PEMERINTAH Provinsi (Pemprov) DKI Jakarta menegaskan perlunya kebijakan daerah yang komprehensif dan adaptif untuk mencegah serta memberantas narkotika yang telah meluas ke berbagai lapisan masyarakat. Hal ini menjadi dasar pengajuan Rancangan Peraturan Daerah (Raperda) tentang Fasilitasi Pencegahan dan Pemberantasan Penyalahgunaan dan Peredaran Gelap Narkotika (P4GN) dan Prekursor Narkotika.
"Upaya pencegahan dan pemberantasan narkotika harus dilakukan secara terencana, sistematis, dan melibatkan seluruh pemangku kepentingan," ujar Wakil Gubernur DKI Jakarta, Rano Karno dalam Rapat Paripurna DPRD DKI Jakarta, Rabu (14/1).

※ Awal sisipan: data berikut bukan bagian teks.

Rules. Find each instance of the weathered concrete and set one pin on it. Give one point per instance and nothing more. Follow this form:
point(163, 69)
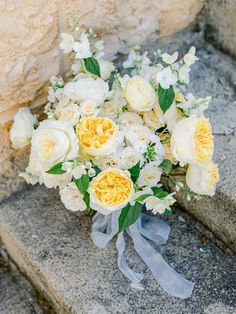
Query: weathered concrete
point(221, 24)
point(14, 296)
point(53, 247)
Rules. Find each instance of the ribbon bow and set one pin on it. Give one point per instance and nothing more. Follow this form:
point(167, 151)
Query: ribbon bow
point(104, 228)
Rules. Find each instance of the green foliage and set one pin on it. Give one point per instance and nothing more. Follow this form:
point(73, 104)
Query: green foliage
point(92, 66)
point(134, 172)
point(166, 166)
point(82, 183)
point(56, 169)
point(129, 215)
point(165, 97)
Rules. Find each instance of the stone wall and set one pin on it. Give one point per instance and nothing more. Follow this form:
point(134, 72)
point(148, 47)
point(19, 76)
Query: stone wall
point(29, 53)
point(221, 25)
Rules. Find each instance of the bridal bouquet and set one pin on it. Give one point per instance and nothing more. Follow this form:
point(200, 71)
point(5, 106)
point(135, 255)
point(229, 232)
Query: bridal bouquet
point(109, 136)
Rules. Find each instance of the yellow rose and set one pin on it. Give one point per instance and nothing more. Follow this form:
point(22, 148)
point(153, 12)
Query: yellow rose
point(192, 140)
point(202, 178)
point(97, 136)
point(140, 94)
point(110, 190)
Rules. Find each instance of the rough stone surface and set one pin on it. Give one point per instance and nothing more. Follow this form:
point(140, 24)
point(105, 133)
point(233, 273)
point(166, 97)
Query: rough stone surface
point(221, 24)
point(14, 296)
point(53, 247)
point(29, 53)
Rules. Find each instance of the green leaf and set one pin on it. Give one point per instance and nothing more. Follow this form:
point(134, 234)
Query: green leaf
point(82, 183)
point(168, 212)
point(97, 170)
point(86, 199)
point(56, 169)
point(159, 192)
point(142, 197)
point(129, 215)
point(165, 97)
point(166, 166)
point(134, 171)
point(92, 65)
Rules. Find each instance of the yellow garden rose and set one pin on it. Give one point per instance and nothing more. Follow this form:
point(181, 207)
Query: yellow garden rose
point(192, 140)
point(202, 178)
point(97, 136)
point(110, 190)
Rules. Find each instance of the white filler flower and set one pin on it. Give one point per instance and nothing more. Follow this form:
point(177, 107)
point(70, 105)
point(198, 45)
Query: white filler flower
point(22, 128)
point(54, 141)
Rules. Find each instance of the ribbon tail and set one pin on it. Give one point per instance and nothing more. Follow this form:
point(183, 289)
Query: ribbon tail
point(134, 277)
point(171, 281)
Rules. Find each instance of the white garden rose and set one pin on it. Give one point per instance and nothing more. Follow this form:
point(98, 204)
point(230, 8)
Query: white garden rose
point(52, 142)
point(202, 178)
point(128, 118)
point(87, 88)
point(88, 108)
point(72, 198)
point(110, 190)
point(140, 94)
point(22, 128)
point(130, 157)
point(69, 113)
point(106, 68)
point(150, 175)
point(192, 140)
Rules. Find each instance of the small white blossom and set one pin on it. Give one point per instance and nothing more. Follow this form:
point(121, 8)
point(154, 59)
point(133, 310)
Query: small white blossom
point(166, 78)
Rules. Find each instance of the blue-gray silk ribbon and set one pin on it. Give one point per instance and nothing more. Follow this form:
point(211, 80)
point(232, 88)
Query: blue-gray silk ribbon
point(104, 228)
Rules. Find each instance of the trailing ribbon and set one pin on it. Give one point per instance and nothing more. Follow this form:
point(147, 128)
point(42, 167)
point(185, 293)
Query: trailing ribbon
point(104, 228)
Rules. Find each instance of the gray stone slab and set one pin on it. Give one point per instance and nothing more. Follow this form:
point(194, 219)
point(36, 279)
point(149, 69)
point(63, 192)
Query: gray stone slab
point(53, 247)
point(14, 297)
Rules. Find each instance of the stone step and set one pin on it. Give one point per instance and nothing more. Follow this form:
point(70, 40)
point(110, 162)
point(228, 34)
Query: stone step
point(215, 74)
point(15, 295)
point(52, 246)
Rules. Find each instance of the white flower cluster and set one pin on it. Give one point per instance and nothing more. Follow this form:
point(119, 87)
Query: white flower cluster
point(108, 140)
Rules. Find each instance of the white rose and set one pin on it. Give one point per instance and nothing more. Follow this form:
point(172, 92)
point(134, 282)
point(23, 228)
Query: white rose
point(82, 48)
point(67, 42)
point(72, 198)
point(140, 94)
point(54, 141)
point(192, 140)
point(87, 88)
point(149, 175)
point(106, 68)
point(69, 113)
point(129, 157)
point(88, 108)
point(128, 118)
point(22, 128)
point(202, 178)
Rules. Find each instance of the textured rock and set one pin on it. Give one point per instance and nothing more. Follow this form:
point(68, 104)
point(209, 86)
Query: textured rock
point(53, 247)
point(221, 24)
point(29, 53)
point(14, 295)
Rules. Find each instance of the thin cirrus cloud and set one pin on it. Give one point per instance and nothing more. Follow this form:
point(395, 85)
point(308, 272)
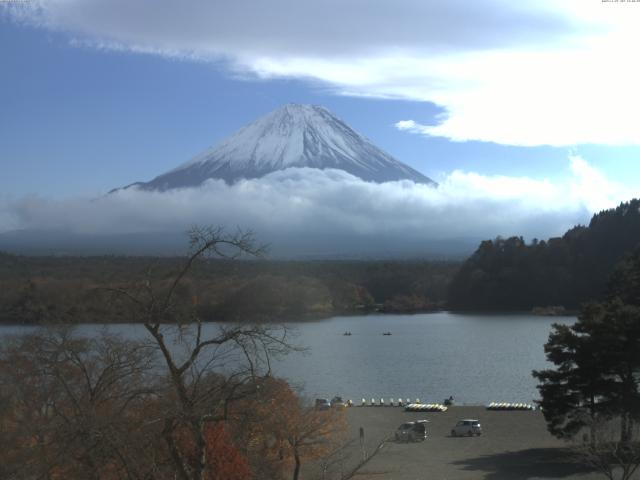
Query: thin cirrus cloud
point(516, 73)
point(325, 206)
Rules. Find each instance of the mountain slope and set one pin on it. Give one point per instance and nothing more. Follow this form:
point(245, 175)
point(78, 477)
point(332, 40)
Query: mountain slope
point(292, 136)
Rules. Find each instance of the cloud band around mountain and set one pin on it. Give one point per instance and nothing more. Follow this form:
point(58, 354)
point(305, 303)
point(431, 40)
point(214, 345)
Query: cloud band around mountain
point(330, 211)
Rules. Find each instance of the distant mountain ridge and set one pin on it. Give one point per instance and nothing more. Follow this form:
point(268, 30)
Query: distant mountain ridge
point(291, 136)
point(508, 274)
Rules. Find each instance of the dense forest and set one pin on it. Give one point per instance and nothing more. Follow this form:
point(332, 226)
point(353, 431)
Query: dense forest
point(76, 289)
point(509, 274)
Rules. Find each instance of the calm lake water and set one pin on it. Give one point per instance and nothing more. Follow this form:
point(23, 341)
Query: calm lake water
point(475, 358)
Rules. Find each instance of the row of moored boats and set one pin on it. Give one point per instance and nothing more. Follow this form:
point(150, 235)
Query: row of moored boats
point(510, 406)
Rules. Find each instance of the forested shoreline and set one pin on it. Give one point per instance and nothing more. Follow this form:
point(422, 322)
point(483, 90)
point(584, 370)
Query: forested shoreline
point(77, 289)
point(567, 271)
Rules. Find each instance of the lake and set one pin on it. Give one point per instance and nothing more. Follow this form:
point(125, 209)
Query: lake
point(476, 358)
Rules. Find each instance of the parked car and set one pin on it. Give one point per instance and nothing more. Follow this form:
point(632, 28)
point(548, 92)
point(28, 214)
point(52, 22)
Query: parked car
point(337, 402)
point(467, 427)
point(322, 404)
point(412, 431)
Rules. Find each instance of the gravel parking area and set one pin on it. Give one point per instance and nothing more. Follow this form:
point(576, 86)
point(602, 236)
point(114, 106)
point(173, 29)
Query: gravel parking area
point(514, 445)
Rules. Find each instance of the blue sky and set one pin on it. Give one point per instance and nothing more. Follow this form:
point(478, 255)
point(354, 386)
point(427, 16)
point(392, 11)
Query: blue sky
point(82, 120)
point(526, 104)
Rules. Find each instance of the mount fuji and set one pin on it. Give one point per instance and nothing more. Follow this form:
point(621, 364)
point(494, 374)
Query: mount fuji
point(292, 136)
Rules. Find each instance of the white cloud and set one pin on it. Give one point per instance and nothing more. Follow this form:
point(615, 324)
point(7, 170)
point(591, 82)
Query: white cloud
point(335, 212)
point(537, 72)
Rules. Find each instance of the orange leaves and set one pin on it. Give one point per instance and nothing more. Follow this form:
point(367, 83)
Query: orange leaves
point(225, 461)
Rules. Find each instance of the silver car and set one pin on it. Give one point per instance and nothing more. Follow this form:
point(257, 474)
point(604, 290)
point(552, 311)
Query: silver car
point(467, 427)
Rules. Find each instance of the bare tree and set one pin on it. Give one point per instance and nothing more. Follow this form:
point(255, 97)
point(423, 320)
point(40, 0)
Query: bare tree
point(73, 407)
point(192, 350)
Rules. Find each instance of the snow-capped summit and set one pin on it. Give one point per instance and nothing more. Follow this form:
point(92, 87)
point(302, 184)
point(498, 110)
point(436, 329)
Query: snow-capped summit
point(291, 136)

Rano menjelaskan bahwa Jakarta membutuhkan kebijakan yang mampu menyatukan aspek pencegahan, pemberantasan, penanganan, serta rehabilitasi. Secara yuridis, raperda ini merupakan mandat dari Undang-Undang Nomor 35 Tahun 2009 tentang Narkotika dan Permendagri Nomor 12 Tahun 2019.
Baca juga : Pembangunan JPO Sarinah Dikritik, Pramono : Pelican Crossing Masih Ada
"Penerbitan raperda ini akan menjadi landasan hukum yang kuat bagi Pemprov DKI Jakarta dalam merancang kebijakan, program, dan penganggaran P4GN yang terkoordinasi," lanjutnya.
Ruang lingkup raperda ini mencakup pembentukan tim terpadu P4GN, penyediaan sarana prasarana, hingga penguatan partisipasi masyarakat. Rano juga menyoroti pentingnya pengembangan sistem data berbasis teknologi agar kebijakan lebih tepat sasaran.
"Dengan dukungan data yang terintegrasi, kebijakan P4GN yang diharapkan lebih tepat sasaran dan mampu menjawab dinamika permasalahan narkotika di lapangan," kata Rano.
Baca juga : Rano Karno Dorong Monorail Ramah Lingkungan di Ragunan
Pendekatan yang diambil dalam raperda ini diklaim proporsional dan berkeadilan. Pemprov DKI akan menerapkan penegakan hukum tegas bagi pengedar, namun tetap mengedepankan pemulihan melalui rehabilitasi medis bagi penyalahguna dan pecandu.
"Eksekutif memandang bahwa raperda ini akan berkontribusi terhadap keberlanjutan pembangunan serta menjaga Jakarta menuju kota global yang aman, berdaya saing, dan berketahanan," pungkasnya.